THE MURDER OF MY SWEET (se) - Beth Out Of Hell (2015)
Label : Frontiers Records
Sortie du Scud : 21 août 2015
Pays : Suède
Genre : Cinematic Metal
Type : Album
Playtime : 13 Titres - 71 Mins
Lorsque j'avais rencontré les charmants musiciens de THE MURDER OF MY SWEET, lors de la promo de leur premier album, Divanity, j'avais senti un gros potentiel en eux. Bien sûr, politesse promotionnelle oblige, ils s'étaient montré plein d'égards, et je dois avouer que mon regard était ostensiblement attiré par la belle Angelica, mais malgré ceci, leur discours était frais, leurs ambitions réelles, et leur motivation sans failles.
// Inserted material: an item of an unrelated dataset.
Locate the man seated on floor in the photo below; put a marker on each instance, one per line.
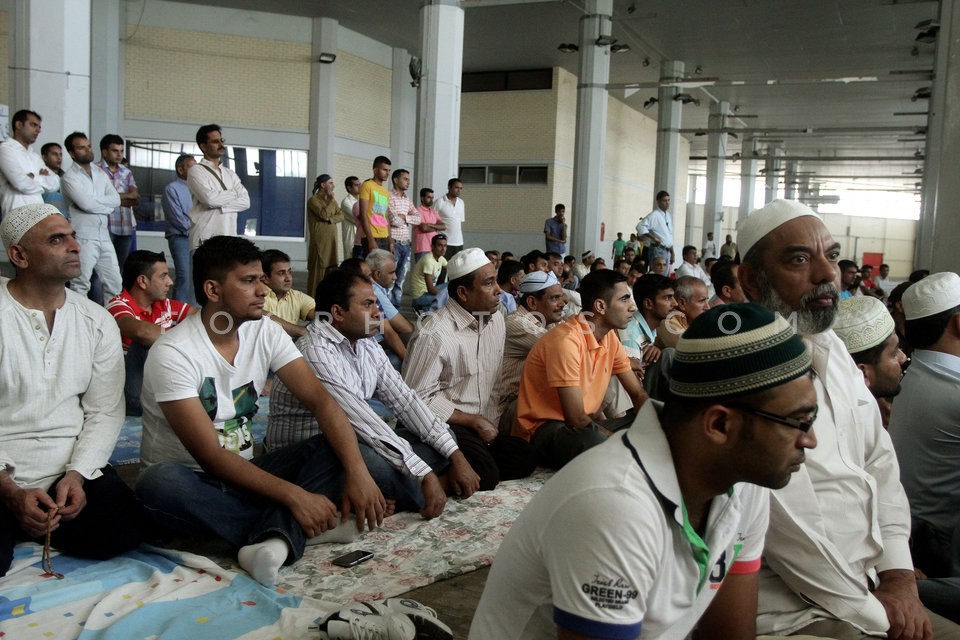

Après un second effort aussi réussi, sinon plus que le premier, Bye Bye Lullaby, paru deux ans plus tard, mon impression se confirmait. Certes, ils avaient LA chanteuse ad hoc, belle, sexy et très talentueuse, mais ils avaient surtout la musique, ample, énorme, aux arrangements luxuriants, qui ne dissimulaient pas un manque d'inspiration.
Dieu sait si pourtant le Metal à tendance symphonique n'est pas ma tasse de thé... Mais leur mélange d'inspirations, leur énergie, leur capacité d'instrumentistes m'avaient convaincu de leur importance, moi qui pourtant fuit comme la peste NIGHTWISH, EPICA, WITHIN TEMPTATION et tous les chantres du style...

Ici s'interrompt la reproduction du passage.